Gloede_The_Saint9 December 2008
"Spend a couple of days with Uncle Sam"

Greetings is far from most other films on the marked. It has something you are most likely not going to see again. The film is apolitical, unpatriotic and probably very offensive to Americans (I'm Norwegian) The story goes like this. We have three friends Paul Shaw, Jon Rubin and Lloyd Clay. Shaw and Rubin are trying everything they can not to get drafted to Vietnam while Clay are obsessed with the Kennedy assassination. Anyways we jump around between these three characters as they jump through different events.

My personal opinion as a well established film fan is that this is black comedy gold. The many sketches do actually put together a pretty straight forward story, though a rather surreal one. It's hard for me to understand how so many people including Ebert got confused. But I have a tendency to understand most films I mean I though Southland Tales was straight forward and easy to get and I had only smaller problems with Inland Empire.

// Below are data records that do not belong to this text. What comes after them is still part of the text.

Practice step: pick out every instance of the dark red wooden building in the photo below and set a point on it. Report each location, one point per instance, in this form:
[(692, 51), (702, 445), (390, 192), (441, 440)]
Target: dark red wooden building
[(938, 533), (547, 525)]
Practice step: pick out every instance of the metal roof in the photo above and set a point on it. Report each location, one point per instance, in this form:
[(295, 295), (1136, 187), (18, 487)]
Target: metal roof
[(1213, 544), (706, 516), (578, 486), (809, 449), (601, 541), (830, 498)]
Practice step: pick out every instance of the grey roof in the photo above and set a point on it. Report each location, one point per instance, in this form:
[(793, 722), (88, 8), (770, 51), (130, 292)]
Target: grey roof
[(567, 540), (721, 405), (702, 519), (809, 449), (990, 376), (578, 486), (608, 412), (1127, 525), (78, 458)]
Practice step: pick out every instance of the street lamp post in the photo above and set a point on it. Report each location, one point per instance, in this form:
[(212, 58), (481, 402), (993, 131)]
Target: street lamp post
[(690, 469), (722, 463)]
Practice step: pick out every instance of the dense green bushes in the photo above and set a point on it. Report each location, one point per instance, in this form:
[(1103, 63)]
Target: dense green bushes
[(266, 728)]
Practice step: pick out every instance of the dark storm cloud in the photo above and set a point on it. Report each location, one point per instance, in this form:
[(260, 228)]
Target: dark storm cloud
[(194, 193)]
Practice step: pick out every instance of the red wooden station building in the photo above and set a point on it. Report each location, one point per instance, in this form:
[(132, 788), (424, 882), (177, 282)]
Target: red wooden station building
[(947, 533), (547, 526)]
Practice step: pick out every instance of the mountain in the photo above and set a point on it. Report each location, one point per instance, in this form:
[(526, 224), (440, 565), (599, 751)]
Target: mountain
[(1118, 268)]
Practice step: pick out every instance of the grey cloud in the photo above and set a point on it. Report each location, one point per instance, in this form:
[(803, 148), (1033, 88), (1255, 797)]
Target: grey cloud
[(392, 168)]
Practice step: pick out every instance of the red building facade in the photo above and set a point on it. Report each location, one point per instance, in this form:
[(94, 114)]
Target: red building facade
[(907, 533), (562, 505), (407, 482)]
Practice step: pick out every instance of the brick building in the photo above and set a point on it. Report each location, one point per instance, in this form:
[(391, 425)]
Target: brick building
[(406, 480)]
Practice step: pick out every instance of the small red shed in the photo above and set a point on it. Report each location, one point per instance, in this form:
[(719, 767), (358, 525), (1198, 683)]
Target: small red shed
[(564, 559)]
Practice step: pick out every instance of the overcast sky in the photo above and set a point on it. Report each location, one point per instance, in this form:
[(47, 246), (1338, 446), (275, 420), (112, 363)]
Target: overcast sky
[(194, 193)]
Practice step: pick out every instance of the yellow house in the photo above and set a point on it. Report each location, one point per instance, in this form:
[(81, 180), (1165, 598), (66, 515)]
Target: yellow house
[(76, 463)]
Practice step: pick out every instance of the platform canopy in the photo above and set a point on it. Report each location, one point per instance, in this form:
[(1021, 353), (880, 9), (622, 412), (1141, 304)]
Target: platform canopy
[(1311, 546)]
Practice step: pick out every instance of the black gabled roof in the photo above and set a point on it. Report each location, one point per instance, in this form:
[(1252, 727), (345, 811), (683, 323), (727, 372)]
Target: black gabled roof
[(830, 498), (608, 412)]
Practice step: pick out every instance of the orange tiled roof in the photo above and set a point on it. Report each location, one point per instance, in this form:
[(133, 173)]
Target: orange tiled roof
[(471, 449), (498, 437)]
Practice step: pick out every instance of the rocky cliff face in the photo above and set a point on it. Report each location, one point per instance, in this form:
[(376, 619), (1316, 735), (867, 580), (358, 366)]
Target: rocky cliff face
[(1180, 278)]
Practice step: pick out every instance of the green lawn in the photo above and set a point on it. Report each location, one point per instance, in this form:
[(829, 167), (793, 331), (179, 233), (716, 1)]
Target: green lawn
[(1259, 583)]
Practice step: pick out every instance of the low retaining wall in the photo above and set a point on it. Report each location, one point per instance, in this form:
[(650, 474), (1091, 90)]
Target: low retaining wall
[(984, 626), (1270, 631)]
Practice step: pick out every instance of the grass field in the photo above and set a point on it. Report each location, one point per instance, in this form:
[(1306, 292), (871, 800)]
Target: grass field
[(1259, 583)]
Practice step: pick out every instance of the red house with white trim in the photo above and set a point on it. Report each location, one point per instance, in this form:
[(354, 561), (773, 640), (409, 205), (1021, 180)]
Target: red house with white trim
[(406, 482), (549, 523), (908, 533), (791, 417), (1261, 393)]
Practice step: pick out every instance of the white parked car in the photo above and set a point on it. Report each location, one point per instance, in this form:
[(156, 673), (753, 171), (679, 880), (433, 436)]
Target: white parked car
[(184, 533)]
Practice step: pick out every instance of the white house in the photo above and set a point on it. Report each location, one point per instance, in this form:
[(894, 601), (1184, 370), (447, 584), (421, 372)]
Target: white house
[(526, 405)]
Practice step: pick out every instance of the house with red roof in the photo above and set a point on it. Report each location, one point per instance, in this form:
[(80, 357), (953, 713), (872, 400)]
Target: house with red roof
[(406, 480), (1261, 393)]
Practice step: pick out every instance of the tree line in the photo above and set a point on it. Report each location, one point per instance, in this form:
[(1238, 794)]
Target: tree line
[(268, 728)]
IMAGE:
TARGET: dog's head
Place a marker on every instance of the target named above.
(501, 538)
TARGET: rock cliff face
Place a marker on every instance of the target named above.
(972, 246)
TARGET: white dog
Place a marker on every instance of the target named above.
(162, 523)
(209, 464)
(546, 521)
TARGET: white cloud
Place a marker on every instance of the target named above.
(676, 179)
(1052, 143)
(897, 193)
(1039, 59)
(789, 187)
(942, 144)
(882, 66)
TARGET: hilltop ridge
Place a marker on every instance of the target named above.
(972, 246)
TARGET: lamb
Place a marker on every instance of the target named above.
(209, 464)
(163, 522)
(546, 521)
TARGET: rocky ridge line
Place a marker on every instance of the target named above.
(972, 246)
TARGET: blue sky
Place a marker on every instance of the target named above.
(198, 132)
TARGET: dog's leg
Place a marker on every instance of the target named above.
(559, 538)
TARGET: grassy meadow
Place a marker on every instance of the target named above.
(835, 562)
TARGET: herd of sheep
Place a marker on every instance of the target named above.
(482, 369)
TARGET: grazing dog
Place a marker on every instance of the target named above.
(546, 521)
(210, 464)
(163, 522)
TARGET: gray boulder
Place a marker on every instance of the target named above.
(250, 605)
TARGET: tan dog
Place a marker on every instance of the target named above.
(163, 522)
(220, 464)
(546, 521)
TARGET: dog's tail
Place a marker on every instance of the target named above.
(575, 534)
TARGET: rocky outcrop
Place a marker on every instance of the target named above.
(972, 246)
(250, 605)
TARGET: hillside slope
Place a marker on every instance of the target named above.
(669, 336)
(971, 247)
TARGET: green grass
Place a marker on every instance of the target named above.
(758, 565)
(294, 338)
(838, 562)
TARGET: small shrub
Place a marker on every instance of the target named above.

Still it should not be to hard to follow if you can put together scenes because everything fits rather nicely into the story and character arc though it is rather Pulp Fiction (so it could probably be described as a no plot film by some).

As for the "sketches" I do agree with Ebert. They do bring you back to good old classic comedy sketches with a even a direct spoof of silent films. Very original indeed, it did things many well respected films did years after. The main characters aren't all that likable in a traditional sense though you will like watching them. They are kinda the guys you love to hate to love to watch if that made any sense whatsoever .

Genius film. 9.5/10. I recommend it to people who doesn't always agree with the mainstream audience.